Quantcast

The DNAinfo archives brought to you by WNYC.
Read the press release here.

Modern Condos Pitched For Historic Caton Street Slammed By Wicker Neighbors

By Alisa Hauser | September 7, 2017 10:57am
 Industrial one-story building at 2105 W. Caton St. could be replaced by 7 or 8 condos.
2105 W. Caton St.
View Full Caption

WICKER PARK — Members of an influential neighborhood group in Wicker Park on Wednesday slammed a plan to demolish a 103-year-old industrial building behind a Milwaukee Avenue strip mall to build eight modern condos.

But an attorney for the proposed development at 2105 W. Caton St. said it would bring to life a spot that has been dormant for more than a decade.

James Smith, a resident of Caton Street, told a group of about 25 people at the Wicker Park Committee's meeting, "This is a very nice, small 1900s building" and he's put his "heart and soul into Caton Street for 32 years, and I do not feel starter condos are appropriate."

"It's a historic building," he told the group, which met in the field house in the neighborhood's namesake park at 1425 N. Damen Ave.

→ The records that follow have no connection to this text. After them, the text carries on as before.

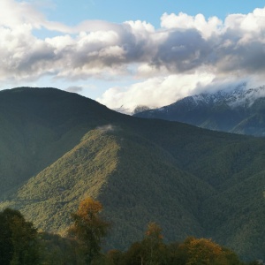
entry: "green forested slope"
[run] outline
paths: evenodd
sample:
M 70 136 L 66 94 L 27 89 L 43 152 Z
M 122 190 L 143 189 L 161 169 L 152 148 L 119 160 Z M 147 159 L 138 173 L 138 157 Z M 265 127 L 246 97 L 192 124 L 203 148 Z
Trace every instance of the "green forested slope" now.
M 166 240 L 209 237 L 264 258 L 264 139 L 132 117 L 52 88 L 3 91 L 0 109 L 1 208 L 64 232 L 92 196 L 113 223 L 109 247 L 154 221 Z

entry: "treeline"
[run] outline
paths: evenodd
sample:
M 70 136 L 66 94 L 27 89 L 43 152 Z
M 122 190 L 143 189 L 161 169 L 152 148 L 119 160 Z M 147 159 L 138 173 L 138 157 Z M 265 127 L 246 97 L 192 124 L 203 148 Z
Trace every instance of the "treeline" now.
M 184 242 L 163 242 L 161 227 L 149 223 L 141 241 L 127 251 L 102 250 L 111 225 L 100 212 L 99 201 L 87 198 L 72 215 L 67 237 L 38 232 L 18 210 L 0 212 L 1 265 L 243 265 L 231 249 L 211 239 L 187 238 Z M 253 261 L 247 264 L 260 264 Z

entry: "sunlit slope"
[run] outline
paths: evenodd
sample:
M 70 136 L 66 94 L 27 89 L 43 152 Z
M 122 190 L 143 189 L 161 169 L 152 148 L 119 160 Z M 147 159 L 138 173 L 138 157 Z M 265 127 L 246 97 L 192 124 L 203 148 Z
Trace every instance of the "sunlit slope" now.
M 89 128 L 116 113 L 55 88 L 0 92 L 0 196 L 39 173 L 77 145 Z
M 74 148 L 30 178 L 5 205 L 19 208 L 44 231 L 62 231 L 80 200 L 96 198 L 107 185 L 117 167 L 118 148 L 111 136 L 91 131 Z
M 212 238 L 264 259 L 265 139 L 122 115 L 53 88 L 0 92 L 0 208 L 63 232 L 93 196 L 113 223 L 108 246 Z
M 39 228 L 64 231 L 80 200 L 92 196 L 113 223 L 109 245 L 124 248 L 140 239 L 150 221 L 164 227 L 169 240 L 202 236 L 198 210 L 212 192 L 156 145 L 122 127 L 102 127 L 87 132 L 4 206 L 19 208 Z

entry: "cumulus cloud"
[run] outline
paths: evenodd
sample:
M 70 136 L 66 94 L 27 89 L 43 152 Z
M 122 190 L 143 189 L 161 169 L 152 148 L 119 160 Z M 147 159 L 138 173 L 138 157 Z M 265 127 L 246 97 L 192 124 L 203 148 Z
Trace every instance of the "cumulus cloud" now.
M 132 112 L 137 105 L 157 108 L 196 93 L 209 85 L 214 78 L 207 73 L 150 78 L 130 87 L 111 87 L 97 100 L 110 109 L 125 106 L 127 112 Z
M 80 86 L 72 86 L 72 87 L 68 87 L 65 91 L 68 92 L 73 92 L 73 93 L 79 93 L 83 91 L 83 87 L 80 87 Z
M 35 31 L 43 28 L 57 36 L 38 38 Z M 145 21 L 69 26 L 49 21 L 26 2 L 1 0 L 0 39 L 0 82 L 43 75 L 144 80 L 106 91 L 98 100 L 110 108 L 161 106 L 228 77 L 263 81 L 265 72 L 265 8 L 224 21 L 164 13 L 156 29 Z

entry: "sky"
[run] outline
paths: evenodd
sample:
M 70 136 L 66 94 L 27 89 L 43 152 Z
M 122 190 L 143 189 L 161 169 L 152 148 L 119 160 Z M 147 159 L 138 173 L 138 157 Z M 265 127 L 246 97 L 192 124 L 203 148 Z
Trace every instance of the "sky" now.
M 130 113 L 264 73 L 264 0 L 0 0 L 0 90 L 57 87 Z

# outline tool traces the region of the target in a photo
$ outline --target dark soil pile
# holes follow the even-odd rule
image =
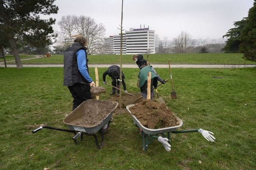
[[[143,126],[156,129],[180,124],[176,117],[165,104],[154,100],[143,99],[129,110]]]

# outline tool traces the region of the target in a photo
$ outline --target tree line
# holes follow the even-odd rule
[[[256,0],[248,16],[234,22],[234,25],[235,27],[223,36],[227,38],[223,50],[226,53],[244,53],[244,59],[256,62]]]

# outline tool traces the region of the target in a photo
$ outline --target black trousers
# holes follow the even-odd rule
[[[92,99],[89,85],[76,83],[68,88],[74,99],[72,110],[83,102]]]
[[[116,78],[114,78],[111,77],[111,79],[112,80],[112,82],[111,82],[111,84],[112,86],[114,87],[116,87],[118,88],[120,88],[119,87],[119,83],[120,82],[118,80],[116,80]],[[114,92],[116,91],[116,90],[117,90],[117,91],[118,93],[119,92],[119,90],[116,89],[114,87],[112,87],[112,91]]]

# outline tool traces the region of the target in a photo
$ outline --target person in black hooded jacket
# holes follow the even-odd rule
[[[102,75],[102,78],[103,78],[103,84],[106,84],[106,76],[108,75],[111,78],[112,82],[111,83],[112,86],[114,87],[116,87],[120,89],[119,87],[119,80],[120,79],[120,67],[116,65],[110,66],[108,68],[108,69],[105,71]],[[124,87],[124,90],[125,93],[127,93],[127,91],[126,90],[126,85],[125,83],[124,82],[124,79],[125,78],[124,75],[122,72],[122,80],[121,82]],[[112,91],[109,94],[110,95],[113,95],[116,92],[116,88],[112,87]],[[119,90],[117,90],[117,96],[119,96]]]
[[[133,55],[132,56],[132,59],[136,62],[136,64],[138,65],[138,67],[140,68],[140,70],[141,70],[145,66],[150,66],[152,71],[157,76],[157,80],[163,84],[165,83],[166,82],[165,80],[163,80],[159,75],[157,74],[157,72],[155,71],[155,69],[154,69],[152,66],[151,66],[146,60],[143,58],[142,55],[141,54],[139,54],[138,55]]]

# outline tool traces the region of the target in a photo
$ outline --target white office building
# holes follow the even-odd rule
[[[104,39],[105,42],[105,52],[106,54],[114,54],[114,39],[113,36]]]
[[[118,35],[113,36],[114,54],[120,54],[120,50],[121,47],[121,33]],[[125,42],[125,34],[123,34],[123,44],[122,46],[123,52],[122,54],[126,54],[126,42]]]
[[[113,46],[115,54],[120,54],[121,36],[120,35],[114,35]],[[155,31],[150,30],[149,27],[143,28],[130,28],[130,31],[125,31],[123,36],[123,54],[154,54],[155,51]],[[106,39],[105,44],[106,47]],[[107,41],[108,46],[110,46],[110,42]],[[107,53],[106,48],[106,54]]]

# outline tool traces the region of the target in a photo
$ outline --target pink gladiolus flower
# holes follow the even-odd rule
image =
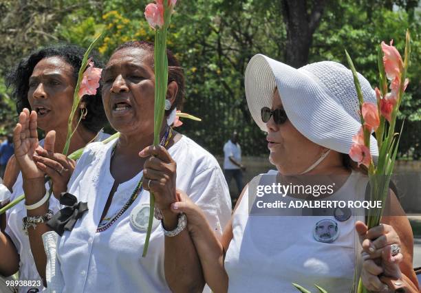
[[[175,113],[181,113],[181,111],[177,110]],[[175,118],[174,119],[174,122],[173,122],[173,127],[178,127],[179,126],[182,126],[183,122],[180,120],[180,117],[175,116]]]
[[[389,95],[390,94],[387,94]],[[385,98],[380,100],[380,114],[386,118],[387,121],[390,123],[391,120],[391,113],[393,111],[393,102],[391,101],[387,98],[387,95]]]
[[[160,28],[164,25],[164,6],[162,0],[157,1],[156,4],[149,3],[144,9],[144,17],[146,17],[149,25],[153,28]]]
[[[370,150],[364,144],[352,144],[349,150],[349,157],[358,163],[358,166],[363,164],[368,168],[371,162]]]
[[[360,128],[358,133],[352,137],[352,145],[349,150],[349,157],[352,160],[357,162],[358,166],[363,164],[367,168],[371,162],[370,150],[364,144],[364,131]]]
[[[403,67],[402,57],[399,52],[392,45],[393,41],[390,41],[390,45],[386,45],[385,42],[382,42],[382,50],[383,51],[383,63],[385,65],[385,71],[386,76],[389,80],[392,80],[398,77],[400,78],[400,71]]]
[[[365,102],[361,109],[363,118],[364,118],[364,126],[370,132],[376,131],[380,124],[380,118],[377,106],[371,102]]]
[[[382,98],[382,93],[380,93],[380,89],[378,89],[377,87],[374,89],[374,91],[376,91],[376,99],[377,100],[377,102],[380,103],[380,100]]]
[[[364,144],[364,131],[360,128],[358,133],[352,137],[352,142],[356,144]]]
[[[102,69],[94,67],[94,63],[89,61],[88,67],[83,72],[83,78],[78,93],[79,98],[85,95],[96,95],[96,89],[99,87],[99,80],[101,78]]]

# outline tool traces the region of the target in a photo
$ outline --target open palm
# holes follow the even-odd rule
[[[13,131],[14,155],[21,167],[22,175],[28,179],[44,177],[33,160],[35,149],[38,146],[36,132],[36,112],[30,113],[25,108],[19,115],[19,122]]]

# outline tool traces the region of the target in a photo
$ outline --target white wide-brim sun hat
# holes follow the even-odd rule
[[[364,100],[376,103],[376,94],[360,74]],[[292,125],[312,142],[339,153],[349,153],[352,136],[361,127],[358,100],[352,72],[341,63],[322,61],[293,68],[262,54],[254,56],[246,69],[247,104],[260,129],[262,107],[272,107],[277,87]],[[377,142],[371,135],[370,152],[378,156]]]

The Caton Street building is located along a two-block stretch that both Bucktown and Wicker Park boosters claim.

Ed Tamminga, chairman of the Wicker Park Committee's preservation and development subcommittee, said that earlier this month that the Wicker group's seven-member subcommittee approved the condo plan. After the subcommittee supports a proposed project, the plan must be voted on by the group's larger membership base.

After several emotional testimonies by residents of Caton Street, many of whom like Smith live in historic homes just west of the site and who are dues-paying members of the Wicker Park Committee, the majority of the members at the meeting voted against the plan.

Sara Barnes, a zoning attorney, pointed out that the building is separated from the rest of Caton Street because the CTA "L" tracks run behind the building.

"It will revitalize a site that has been dormant for 15 years," Barnes said.

Shapiro & Co., which is planning to buy the building contingent on getting a zoning change, wants to demolish it and build a four-story, eight-unit condo building with nine on-site parking spaces, according to a site plan by Laszlo Simovic Architects.

After the meeting, Tamminga said, "It got kind of emotional. I don't know if there is a compromise that can be worked out or if the project is going in a different direction."

Tamminga added that the Bucktown Community Organization also has weighed in on condos, and recently Hopkins dismissed the opinions of the Wicker group and green-lighted projects that the group opposed, such as a 37-unit studio apartment building at 1665 N. Milwaukee Ave.

"We will write a letter to [Hopkins[ to say there is no support for the condos and will ask that this not go ahead," Tamminga said.

Hopkins said on Thursday that he has not decided if he will support the project.

"It's still very much under review," Hopkins said, adding that he yet to hear from the Bucktown Community Organization on their support or opposition and he needs to get more details from the Wicker Park group on the nature of their opposition.

A representative from the Bucktown Community Organization's planning and development subcommittee was not immediately available for comment.

The building, once a car radiator shop and most recently a recording studio and music venue named AAA that closed several years ago, is owned is Sean McKeough, Riot Fest's co-founder and owner of Cobra Lounge who died in December 2016.

McKeough bought the building for $180,000 in February 2014, county records show.

Over the years, McKeough was known to host parties and music shows in the building prior to buying it. His family declined to comment on what he had planned for the spot.